Cllr Marc Jones, the Plaid Cymru councillor who represents the Grosvenor ward where Citizens’ Advice is located, said: “Plaid Cymru councillors have called for funding to be reinstated for Citizens’ Advice.

“We’re talking about an extra £25,000 to maintain the service, which is needed more than ever due to people needing advice on housing, benefits and work issues.

“Cutting down the service will put added pressures on hard-pressed council staff and it’s a false economy when you consider the service brought an extra £200,000 into the borough last year.

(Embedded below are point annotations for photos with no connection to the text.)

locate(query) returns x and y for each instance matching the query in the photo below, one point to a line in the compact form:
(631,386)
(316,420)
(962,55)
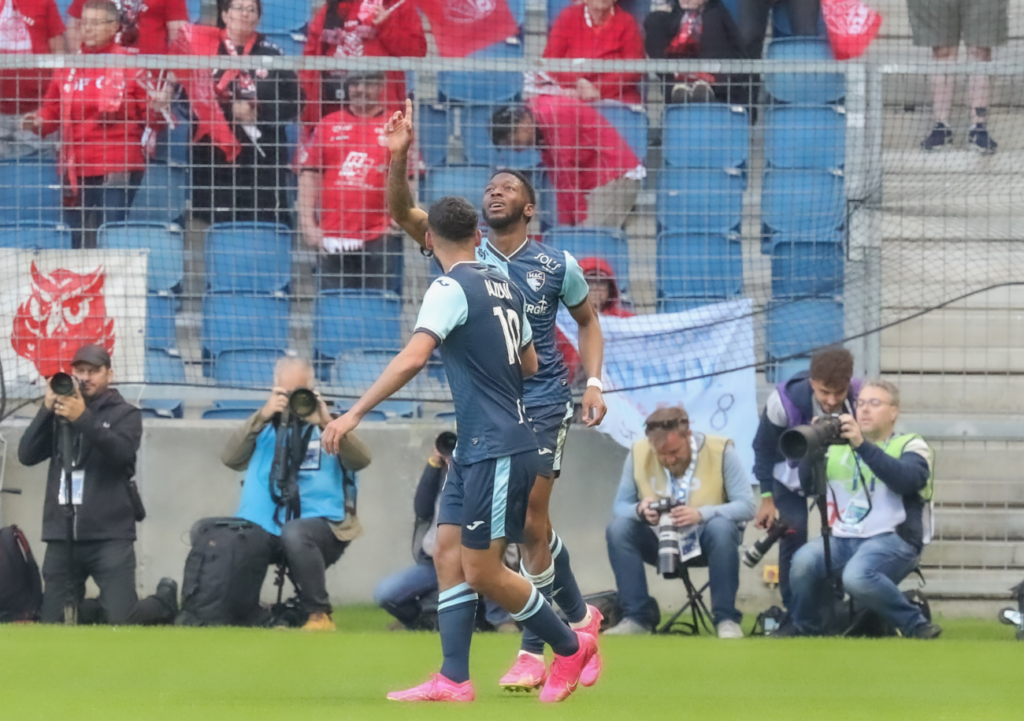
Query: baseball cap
(92,354)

“Wrexham Council faces financial challenges but this cut was petty and badly considered. The unexpected savings from not employing a permanent chief executive for the past nine months amount to about £100,000. Why not use that windfall to fund Citizens’ Advice?”

We have contacted Wrexham Council and are awaiting further comment.

How to contact Citizens’ Advice Wrexham:

Telephone advice line Service number is 0300 330 1178

Or the public can ring the National Advice Line: 03444 77 20 20

Access for specialist appointments can be made through the service’s advice line phone number or via a visit to the open door sessions.